When [Jephthai] wanted to build his own Yagi antenna, he turned to MMANA software for antenna modeling. This is an antenna analysis program that uses the moment method to calculate parameters for different antenna geometries. After building the Yagi, the predicted tuning and impedance matched the real antenna nicely. But what about the radiation pattern? To test that, he used a NanoVNA and a clever test setup.

He needed a test spot out of the antenna’s near field so he set up his workstation 18 feet away from the test antenna which was on a mount that could rotate. On the edge of the workstation table — affixed with painter’s tape — is a NanoVNA connected to a laptop.

The rest is just sweat work. First, make a measurement on the resonant frequency. Then rotate the antenna 10 degrees and repeat. After 36 measurements you have the entire circle.

Plotting the resulting data with GNUPlot matched up pretty well with the antenna’s predicted performance. This was actually the second attempt and in the report, [Jephthai] reports that keeping alignment is critical to get everything to work. You can see in his pictures some of the steps he took to maintain consistency.

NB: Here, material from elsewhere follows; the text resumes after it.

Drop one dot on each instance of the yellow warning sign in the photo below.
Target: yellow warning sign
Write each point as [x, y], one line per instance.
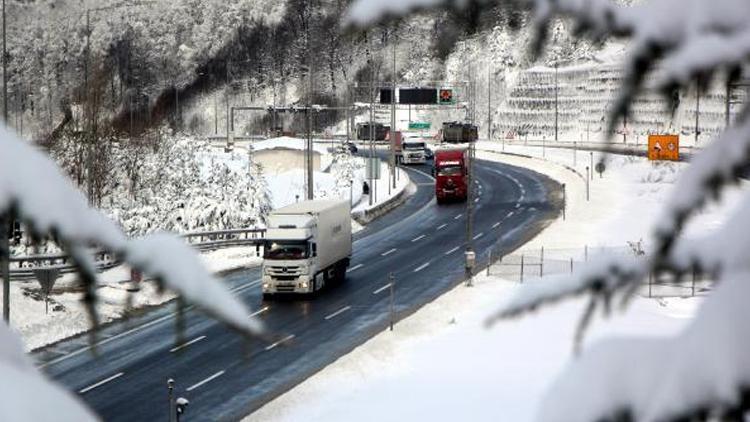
[664, 147]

Another aid to consistency was the use of the NanoVNASaver software. This software allows for a frequency sweep along with a display and the creation of Touchstone files.

We’ve looked at the NanoVNA before. If you’d rather view your antenna pattern as a 3D volume, break out the 3D printer.

6 thoughts on “NanoVNA Tests Antenna Pattern

  1. This is a simple setup to get a relative measurement of the antenna pattern. You need a known gain antenna to work out the absolute gain. There are also lots of extra stuff you need to take care of to get really good measurements. Such as ground reflections.

    Also, anyone else note that the yagi and nanoVNA antennas are cross polarised in the photos. I assume they measured both co-pol and x-pol.

    1. Having the antennas cross polarized only causes a reduction in the NANAVna received signal level. It would not have effected the actual pattern measurement as long as the polarization remained the same throughout the test.

      1. No, it does more than that. Cross polarisation causes a very deep null. Slight changes in reflection or geometry can cause many dB swing in measurement.

        In a ideal setup, a cross polarised antenna should have zero sensitivity( -inf dB).